J’ai aimé chaque seconde de notre entretien.

- Votre nom, « Delacre », vous avez un lien avec les gâteaux ?

Elle m’a regardé comme si je venais de Pluton. C’était trop bon de la titiller.

- Vous vous appelez « Delacre » et vous ne connaissez pas les biscuits ? Personne ne vous a embêté avec ça au collège ?

- Je n’étais pas le genre qui se fait embêter au collège Monsieur, j’étais plutôt celle qui…

Elle s’est arrêtée une seconde et j’ai répondu à sa place :

- Celle qui aide les autres ?

-Oui, Monsieur Fortet.

- Je vois. Je vous embauche, Mademoiselle Biscuit !

Et là, son regard a été un grand moment dans ma vie : la voir essayer de contenir une telle joie et en même temps une telle colère, était carrément jouissif ! Elle provoquait en moi des sentiments complétement démesurés.

- Je vous remercie Monsieur, mais si vous m’appelez encore une fois comme cela, vous ne saurez jamais quel jour attendre ma vengeance.

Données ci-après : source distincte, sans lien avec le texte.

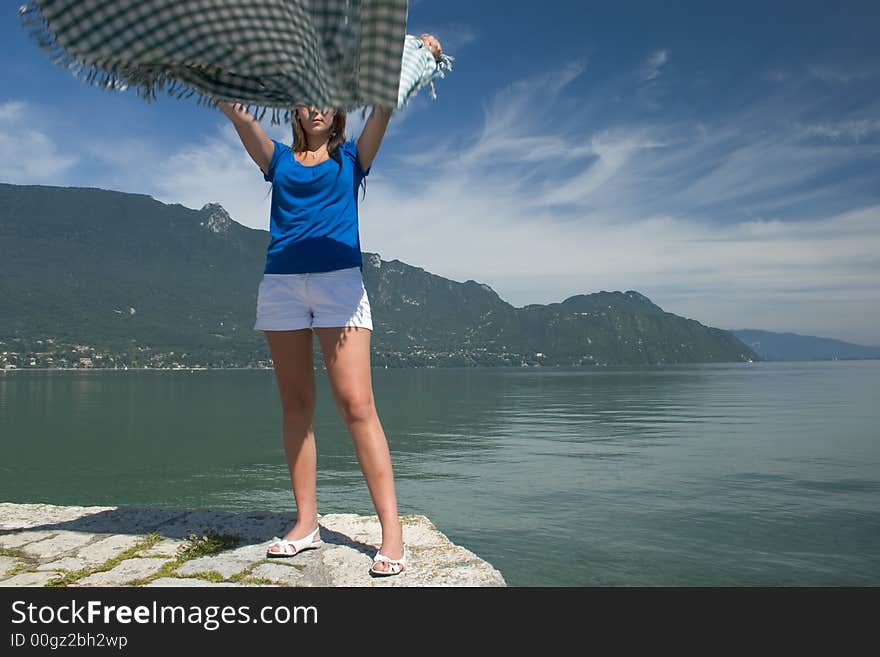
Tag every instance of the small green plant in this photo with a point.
(208, 543)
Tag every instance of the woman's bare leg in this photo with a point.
(347, 357)
(294, 370)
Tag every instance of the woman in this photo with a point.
(313, 284)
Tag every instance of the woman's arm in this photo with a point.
(255, 141)
(371, 136)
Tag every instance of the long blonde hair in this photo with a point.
(337, 135)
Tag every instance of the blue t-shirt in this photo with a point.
(314, 219)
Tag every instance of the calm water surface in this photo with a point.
(730, 474)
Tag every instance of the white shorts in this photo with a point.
(288, 302)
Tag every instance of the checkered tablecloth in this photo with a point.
(266, 54)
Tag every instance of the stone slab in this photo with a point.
(8, 563)
(58, 545)
(107, 548)
(124, 572)
(16, 539)
(185, 582)
(30, 579)
(76, 537)
(281, 574)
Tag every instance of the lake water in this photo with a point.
(716, 474)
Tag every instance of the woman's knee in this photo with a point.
(357, 407)
(298, 404)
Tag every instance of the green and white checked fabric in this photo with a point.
(265, 54)
(419, 68)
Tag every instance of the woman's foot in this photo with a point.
(295, 541)
(393, 551)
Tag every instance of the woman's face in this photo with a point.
(315, 122)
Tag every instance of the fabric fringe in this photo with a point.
(143, 80)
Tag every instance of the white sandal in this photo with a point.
(395, 566)
(291, 548)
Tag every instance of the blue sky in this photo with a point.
(725, 162)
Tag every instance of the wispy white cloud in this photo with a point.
(28, 155)
(741, 221)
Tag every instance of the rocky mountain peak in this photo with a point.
(218, 220)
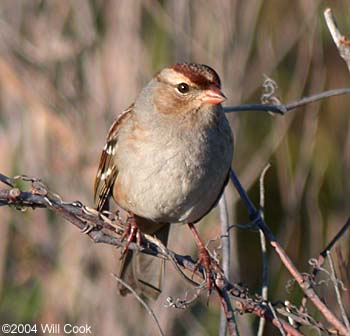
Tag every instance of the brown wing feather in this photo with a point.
(107, 171)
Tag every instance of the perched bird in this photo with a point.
(166, 160)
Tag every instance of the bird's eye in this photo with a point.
(183, 88)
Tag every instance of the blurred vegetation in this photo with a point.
(67, 68)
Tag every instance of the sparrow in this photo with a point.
(166, 160)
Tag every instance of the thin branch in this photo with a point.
(337, 292)
(284, 108)
(304, 283)
(265, 270)
(225, 250)
(108, 228)
(279, 324)
(147, 307)
(342, 43)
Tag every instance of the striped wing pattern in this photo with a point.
(107, 170)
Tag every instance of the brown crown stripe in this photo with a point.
(200, 74)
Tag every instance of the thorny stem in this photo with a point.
(304, 283)
(107, 228)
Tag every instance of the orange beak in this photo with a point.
(213, 96)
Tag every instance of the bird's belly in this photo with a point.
(176, 185)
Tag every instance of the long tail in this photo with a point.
(142, 272)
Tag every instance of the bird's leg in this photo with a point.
(131, 233)
(203, 257)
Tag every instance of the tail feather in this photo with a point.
(144, 273)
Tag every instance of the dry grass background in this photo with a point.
(67, 68)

- Vous me menacez le jour de votre embauche ?

- Vous m’insultez !

- Je ne crois pas que le terme « biscuit » soit reconnu comme une insulte.

Pendant que je soutenais son regard noir assez terrible, j’ai imaginé la prendre là, sur mon bureau, sans trop de préliminaires. J’imaginais ses cris de plaisir. Si elle avait pu lire dans mes pensées, elle se serait vue penchée en avant, les fesses bien tendues en arrière et les jambes écartées, en train d’onduler du bassin devant moi. Pour ma défense, cela ne m’était jamais arrivé, d’avoir des pensées aussi irrespectueuses envers une femme.

Je lui ai dit :

- Au revoir, Mademoiselle Biscuit !

Elle n’a rien répondu et elle est partie furieuse, pour mon plus grand bonheur.

J’ai embauché Laetitia et il est possible que ce soit la meilleure chose que j’ai fait.